Diğer yandan Ünal, Avrupa'nın durumu, Fransa Cumhurbaşkanı Macron'un Avrupa savunmasının ABD'den özerk olması, hem Avrupa hem Rusya'ya güvenlik sunan bir barış ve diplomasi masasında Türkiye ve Çin'i bulmak tedirginliğini ifade ettiği açıklamalarını da yorumladı. Fransa'nın Almanya'dan daha bağımsız durma potansiyeli olduğunu dile getiren Ünal, ancak içinde bulunduğu ittifaklar düzeninin bunlara geçit vermediğini belirti. Ünal, Türkiye'nin ise olası bir barış sürecinde girişimin öncüsü olma şansının yüksek olduğunu kaydetti:
“Bu Fransa’nın çıkmazı zaten. Fransa, Almanya ile birlikte bir şeyler yapmak istiyor. Avrupa’da, Amerika’ya alternatif bir güç birliği oluşturması tek başına mümkün değil.

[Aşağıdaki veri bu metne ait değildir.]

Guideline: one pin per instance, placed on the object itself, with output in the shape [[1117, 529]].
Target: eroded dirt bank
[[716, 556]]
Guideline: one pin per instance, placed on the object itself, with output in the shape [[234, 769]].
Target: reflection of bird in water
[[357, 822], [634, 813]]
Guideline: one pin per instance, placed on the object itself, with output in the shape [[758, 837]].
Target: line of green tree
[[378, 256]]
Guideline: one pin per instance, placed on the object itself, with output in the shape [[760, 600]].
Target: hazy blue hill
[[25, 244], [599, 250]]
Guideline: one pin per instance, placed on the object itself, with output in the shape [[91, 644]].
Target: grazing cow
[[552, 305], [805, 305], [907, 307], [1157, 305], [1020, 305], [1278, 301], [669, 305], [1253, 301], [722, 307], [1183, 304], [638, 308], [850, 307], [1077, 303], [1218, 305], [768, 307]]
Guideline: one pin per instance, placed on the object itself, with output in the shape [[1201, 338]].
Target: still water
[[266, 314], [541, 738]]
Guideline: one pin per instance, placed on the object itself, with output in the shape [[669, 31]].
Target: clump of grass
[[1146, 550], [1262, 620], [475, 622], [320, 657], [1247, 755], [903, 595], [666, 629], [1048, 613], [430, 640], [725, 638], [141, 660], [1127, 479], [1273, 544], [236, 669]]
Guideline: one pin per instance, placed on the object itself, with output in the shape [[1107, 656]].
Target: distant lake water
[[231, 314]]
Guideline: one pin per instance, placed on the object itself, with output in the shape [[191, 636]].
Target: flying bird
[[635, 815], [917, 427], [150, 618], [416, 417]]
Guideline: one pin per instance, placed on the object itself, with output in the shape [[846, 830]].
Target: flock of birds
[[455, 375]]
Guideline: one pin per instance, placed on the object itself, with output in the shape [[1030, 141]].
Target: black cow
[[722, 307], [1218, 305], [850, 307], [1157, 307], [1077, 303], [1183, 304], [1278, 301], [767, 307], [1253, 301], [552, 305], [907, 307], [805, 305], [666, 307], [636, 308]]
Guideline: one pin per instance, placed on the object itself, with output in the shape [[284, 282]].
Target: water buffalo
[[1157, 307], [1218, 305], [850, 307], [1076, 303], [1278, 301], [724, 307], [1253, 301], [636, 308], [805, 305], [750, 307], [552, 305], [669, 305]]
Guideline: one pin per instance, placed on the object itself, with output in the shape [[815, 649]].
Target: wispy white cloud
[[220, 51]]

Fransa’yı hafife almamak lazım. İngiltere, Almanya, İtalya’nın ürettiği silah sistemleri çoğunlukla konsorsiyum şeklinde oluyor. Fransa’nın tamamen kendine ait. Fransa’nın silah sanayi az değil. Fransa’nın yine de kendi başına bir süper güç haline gelmesi mümkün değil. Ama bunu yapmak da istiyor. Almanya gibi ezilmiş bir psikolojiye sahip değil kendi ayaklarının üzerine basan bir ülke. Bu çıkmazın içinde debeleniyor. Macron da ekonomi politikaları itibariyle Amerika’ya yakın birisi. Öbür söylediği çok doğru, mesela bir barış girişimi olduğunda Türkiye’nin bu girişimin öncüsü olması şansı çok yüksek. Rus ve Amerikan istihbaratını ilk defa savaş sırasında kim buluşturdu? Tahıl anlaşmasını yaptıran kim? Hepsi Türkiye. Bu az buz bir iş değil. Türkiye Rusya arasında enerji hub’ı olmaktan tutun bu bir tahıl merkezine dönüşmesi projelerine kadar inanılmaz olumlu gelişmeler var. En önemlisi Türkiye, Ukrayna savaşında izlediği politikayla iki taraf arasında güven oluşturdu. Sadece Rusya ile değil Ukrayna ile temasımız da çok iyi. Ukrayna’nın bizden hoşnutsuz olduğuna işaret var mı? Macron’un da böyle bir şey yapması lazım. Ama Fransa’nın içinde bulunduğu ittifaklar düzeni bunu mümkün kılmıyor. Almanya böyle bir şey yapabilir mi? Türkiye’nin jeopolitik rahatlığında olsa, kendi ekonomik gücünü de düşündüğünüzde Almanya süper güç gibi kendini konumlandırabilir. Yapamıyor çünkü bağımlılıkları var. Almanya bütün yönüyle Amerika’nın tamamen içine sızdığı bir devlet görüntüsü veriyor. Kuzey Akım boru hattına yapılan sabotajları inceleyemiyorlar.”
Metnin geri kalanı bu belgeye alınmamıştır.